A good Norwegian breakfast is what you need to give you energy to walk in the 17th of May parade. We started our day with chocolate waffles.
Getting dressed for the big day is rather fun. Stockings, blouses, skirts, aprons, buckles and buttons.
Not everyone wears a bunad but it is usual for everyone to wear a pin and ribbon to commemorate the day.
In Alta the parade starts at 12.00.
The parade is lead by policemen, children carrying the Norwegian flag and then the city dignitaries, including the city mayor. This parade is for all the school children in Alta, commonly known as the Children’s Parade. We started at the city hall and made our way down the E6 towards the city centre.
Each school and kindergarten is represented. They are lead by their school’s banner. The banners are patchwork cloths with designs that symbolise their school’s theme.
Breidablikk is a suburb in Alta. They have a Viking ship as their symbol because Breidablikk was also the home of a Norse god. The design is split with winter and night and summer and sun.
Holmen Kindergarten is a farm themed daycare. They have various animals and farm activities that the children participate in within their kindergarten program.
Alta musikkorps is the biggest school band in Alta. When Moose was a lad he played the trumpet for this marching band.
One of my work colleagues playing the tuba, leading his students from Tverrelvdalen skolekorps.
The band pays regular marches along the parade route.
Our family walked with our kindergarten. We were training our Saint Bernard, Bear, to walk in the parade. Next year we hope for him to cart.
Lilu goes to the Sami group of the kindergarten so we got to walk with some of the most colourful costumes. The Sami do not just leave their costume wearing to holidays and celebrations. They can be everyday clothes. We often pick Lilu up from kindergarten after a day of playing in Sami dress.
When you live in a small city everyone is a part of the parade. That means there is only a very small crowd looking on. So Alta has arranged a unique idea. There are two parades starting at the same time. One starts from one end of the city and the other from the other end. They march along the main road and pass each other. This means the paraders get to wave and cheer each other on as they pass down the road.

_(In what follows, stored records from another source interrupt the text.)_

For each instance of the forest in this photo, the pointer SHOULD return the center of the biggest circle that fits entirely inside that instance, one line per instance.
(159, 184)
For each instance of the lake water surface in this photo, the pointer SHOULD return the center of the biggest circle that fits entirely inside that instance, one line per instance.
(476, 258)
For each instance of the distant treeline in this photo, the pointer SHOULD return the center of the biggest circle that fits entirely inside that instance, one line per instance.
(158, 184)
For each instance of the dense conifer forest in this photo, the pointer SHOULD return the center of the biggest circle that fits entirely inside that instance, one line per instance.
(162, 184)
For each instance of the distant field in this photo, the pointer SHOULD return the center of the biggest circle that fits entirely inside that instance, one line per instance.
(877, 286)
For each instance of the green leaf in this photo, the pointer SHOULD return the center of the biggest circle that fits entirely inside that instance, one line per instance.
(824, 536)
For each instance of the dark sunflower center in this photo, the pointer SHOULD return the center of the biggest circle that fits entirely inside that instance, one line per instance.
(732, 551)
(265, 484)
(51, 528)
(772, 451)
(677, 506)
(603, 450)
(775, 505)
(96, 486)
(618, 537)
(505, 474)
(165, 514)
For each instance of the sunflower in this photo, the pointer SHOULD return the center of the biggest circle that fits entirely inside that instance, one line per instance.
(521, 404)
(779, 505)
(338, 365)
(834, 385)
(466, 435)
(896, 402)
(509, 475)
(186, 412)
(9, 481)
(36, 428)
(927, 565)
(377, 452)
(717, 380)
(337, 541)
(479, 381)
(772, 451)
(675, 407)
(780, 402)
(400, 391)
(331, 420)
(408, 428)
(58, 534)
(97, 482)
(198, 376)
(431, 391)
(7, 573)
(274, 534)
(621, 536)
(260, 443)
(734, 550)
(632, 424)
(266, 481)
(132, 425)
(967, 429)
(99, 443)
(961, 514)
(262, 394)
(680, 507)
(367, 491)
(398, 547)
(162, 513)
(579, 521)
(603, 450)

This time we met at the city’s main round-a-bout. The head of the other parade had stopped to allow us to pass through.
It is great fun knowing nearly everyone in the other parade – waving, cheering, taking pictures and talking to each other as the parades pass.

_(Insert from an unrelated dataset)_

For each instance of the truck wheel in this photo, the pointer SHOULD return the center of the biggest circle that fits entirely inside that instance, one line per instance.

The Russ were certainly part of the parade. Russ are graduating students from High School. They are loud, crazy and daring.

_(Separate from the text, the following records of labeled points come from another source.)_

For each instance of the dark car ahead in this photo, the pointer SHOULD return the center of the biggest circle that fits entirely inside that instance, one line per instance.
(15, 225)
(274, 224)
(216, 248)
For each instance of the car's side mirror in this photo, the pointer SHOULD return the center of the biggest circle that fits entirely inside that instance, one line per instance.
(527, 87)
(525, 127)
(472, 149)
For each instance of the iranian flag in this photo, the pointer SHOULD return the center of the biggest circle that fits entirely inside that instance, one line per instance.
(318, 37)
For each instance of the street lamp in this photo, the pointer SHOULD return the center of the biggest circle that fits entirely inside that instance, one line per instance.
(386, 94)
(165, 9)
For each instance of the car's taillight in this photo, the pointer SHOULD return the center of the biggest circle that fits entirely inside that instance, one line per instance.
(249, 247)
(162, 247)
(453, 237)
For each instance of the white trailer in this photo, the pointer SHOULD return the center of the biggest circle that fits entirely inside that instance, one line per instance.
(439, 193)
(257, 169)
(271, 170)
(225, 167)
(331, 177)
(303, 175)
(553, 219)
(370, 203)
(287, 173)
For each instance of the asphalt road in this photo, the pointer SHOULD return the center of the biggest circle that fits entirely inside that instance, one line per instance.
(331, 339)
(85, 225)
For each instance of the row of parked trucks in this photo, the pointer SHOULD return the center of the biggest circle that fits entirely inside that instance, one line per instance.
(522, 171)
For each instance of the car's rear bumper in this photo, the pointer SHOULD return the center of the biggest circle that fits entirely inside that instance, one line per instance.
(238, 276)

Being an outsider, I often don’t get some customs and jokes. I understand the party vehicles for Russ, the scavenger hunts and the overalls, but I don’t get the deal with the sexual innuendos for car names.
To me it is a little horrifing. Maybe they are supposed to be revolting ‘against the sexual repression of a socialist society’ or maybe it is just a ‘lost is translation’. I am certainly not looking forward to this when Lilu and Lil’Red are Russ.
One of my favourite parts of the parade is seeing all the beautiful costumes. There is so much detail that goes into them. The camera certainly doesn’t do them justice.
The parades end up in the city square.
In such a small city everyone has to do their part. All our family was out and about playing in the bands (hei, Tante!), leading groups, accompanying tourists and being ‘the crowd’. After a few speeches, songs and music, it is time to go home to enjoy our BBQs, family and, of course, cake!